Financial services marketing: Reborn in the digital age?

 

These days marketing is so synonymous with data, tracking and return on investment that it’s easy to forget the other crucial component of any successful campaign: creativity.

Fortunately, however, creativity was a major part of the discussion at the Tomorrow’s Financial Services Marketing Function event, hosted by the Financial Services Forum on 8 February 2017.

 

The age of augmented reality

Opening speaker David Smith, chief executive of Global Futures & Foresight, pointed out that not only are we are living in a period of rapid technological change, we are living in a ‘discontinuous’ period where the future is not based on the past.

There is little point asking consumers what they want because their perceptions are based on their current needs, he observed.
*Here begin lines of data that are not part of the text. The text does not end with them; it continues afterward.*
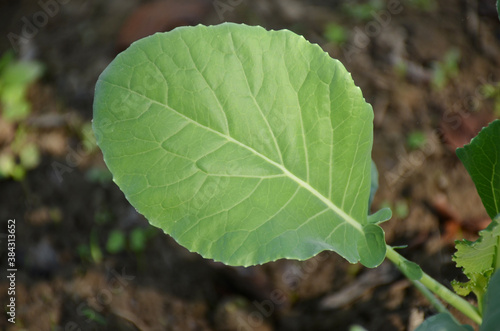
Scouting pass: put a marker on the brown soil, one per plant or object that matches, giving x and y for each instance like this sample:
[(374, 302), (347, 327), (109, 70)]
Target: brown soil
[(63, 212)]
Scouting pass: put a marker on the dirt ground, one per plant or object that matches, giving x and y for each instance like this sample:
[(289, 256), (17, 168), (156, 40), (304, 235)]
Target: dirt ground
[(67, 208)]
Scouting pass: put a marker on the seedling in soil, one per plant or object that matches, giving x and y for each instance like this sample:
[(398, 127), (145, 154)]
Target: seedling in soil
[(249, 146), (21, 154)]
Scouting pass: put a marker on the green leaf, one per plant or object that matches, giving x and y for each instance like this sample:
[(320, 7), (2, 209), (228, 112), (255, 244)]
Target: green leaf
[(479, 260), (374, 183), (491, 316), (481, 158), (442, 322), (244, 145)]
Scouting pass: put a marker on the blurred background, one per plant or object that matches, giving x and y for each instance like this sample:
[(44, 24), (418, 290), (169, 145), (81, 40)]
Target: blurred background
[(87, 260)]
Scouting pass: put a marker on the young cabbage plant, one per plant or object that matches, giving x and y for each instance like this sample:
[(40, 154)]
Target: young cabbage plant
[(249, 146)]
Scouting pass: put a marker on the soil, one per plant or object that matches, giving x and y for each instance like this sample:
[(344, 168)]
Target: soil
[(67, 208)]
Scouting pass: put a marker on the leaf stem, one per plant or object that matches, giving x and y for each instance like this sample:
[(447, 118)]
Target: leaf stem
[(437, 288)]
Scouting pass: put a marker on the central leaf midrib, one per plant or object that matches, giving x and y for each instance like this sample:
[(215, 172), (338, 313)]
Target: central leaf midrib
[(296, 179)]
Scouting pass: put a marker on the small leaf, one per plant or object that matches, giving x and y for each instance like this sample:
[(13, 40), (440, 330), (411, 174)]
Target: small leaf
[(244, 145), (442, 322), (380, 216), (374, 183), (491, 316), (481, 158), (371, 246)]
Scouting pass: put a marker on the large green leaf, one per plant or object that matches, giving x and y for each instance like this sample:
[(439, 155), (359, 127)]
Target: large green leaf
[(481, 158), (479, 260), (442, 322), (245, 145)]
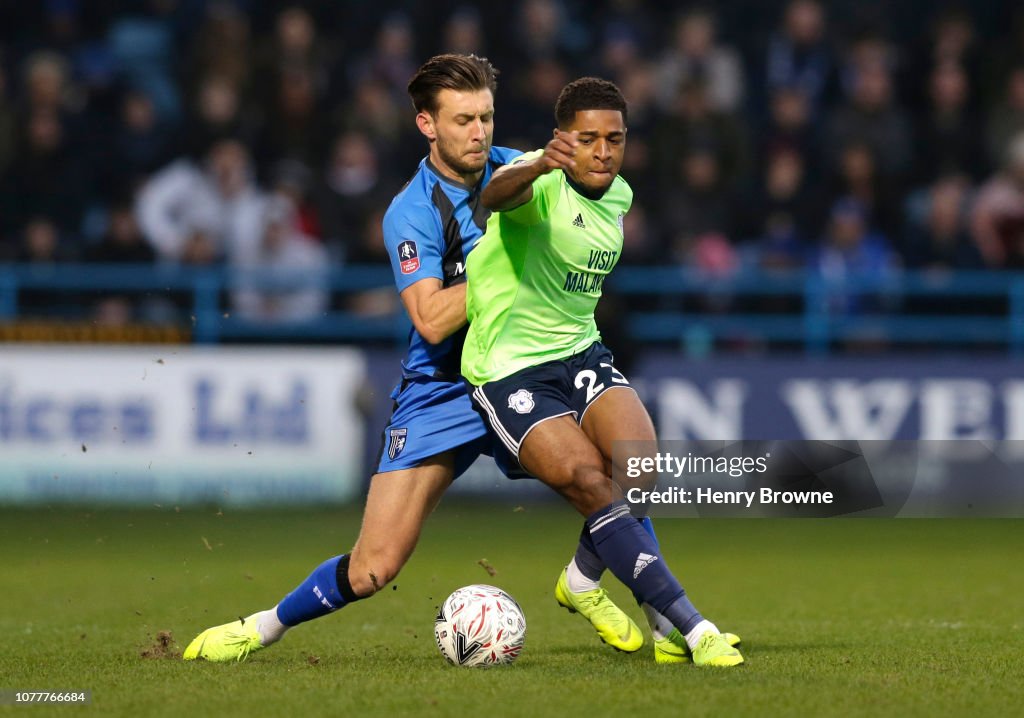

Yet when a new device arrives, with the potential to improve their lives, they are only too happy to adopt it. Hence the vastly inefficient smartphone – you need two hands to use it, after all! – is set to be replaced by the wearable artificial intelligence interface by 2020.

Our intensely disruptive age demands that marketers ask the following tough question of themselves, said Smith: “What could we do differently to excite people that we couldn’t do before?”

For organisations to excite their customers in new ways, their marketing and IT functions need to be “best buddies” with each other. As a result, there is likely to be a proliferation of new job roles that combine marketing and tech responsibilities – roles such as chief experience officer, augmented reality producer and bot developer, for example.

“Marketing may be too important to leave to marketing alone,” suggested Smith.

 Seize the digital day

There’s never been a better time to work in marketing, observed Mark Evans, group marketing director of Direct Line Group. “The digital world has given marketing a new lease of life.”

Nevertheless he emphasised that marketers cannot afford to be complacent. If they want to be thought leaders, they need to be curious and they need to keep learning.

Evans shared four key observations with the audience:

1. In this quantifiable world, don’t forget the value of a big idea. It is the big idea, not big data, that creates a movement in support of a brand.

2. The digital world still has a human factor. Although humans may be removed from some manufacturing businesses, most businesses will continue to be human organisms. Taking this into account, it’s not enough for marketers to just be marketers. They also need to be anthropologists, psychologists and sociologists.

3. Diversity of thought is a competitive advantage. So it is the role of the marketing leader to encourage diversity of thought and to actively seek out the views of those who think differently – for example, people who are on the autistic spectrum, or who are dyscalculic, dyslexic or dyspraxic (whether they realise it or not).

4. The process of strategy setting has fundamentally changed. Now the ‘how’ is as important as, if not more important than, the ‘what’.

Evans said that creativity still has a huge role to play in marketing, which is why his organisation devotes some of its budget to experimentation. He also acknowledged that marketing is achieving its purpose when it produces intangible results. “Marketers will measure to death what is measurable so they can do what is not measurable,” he said.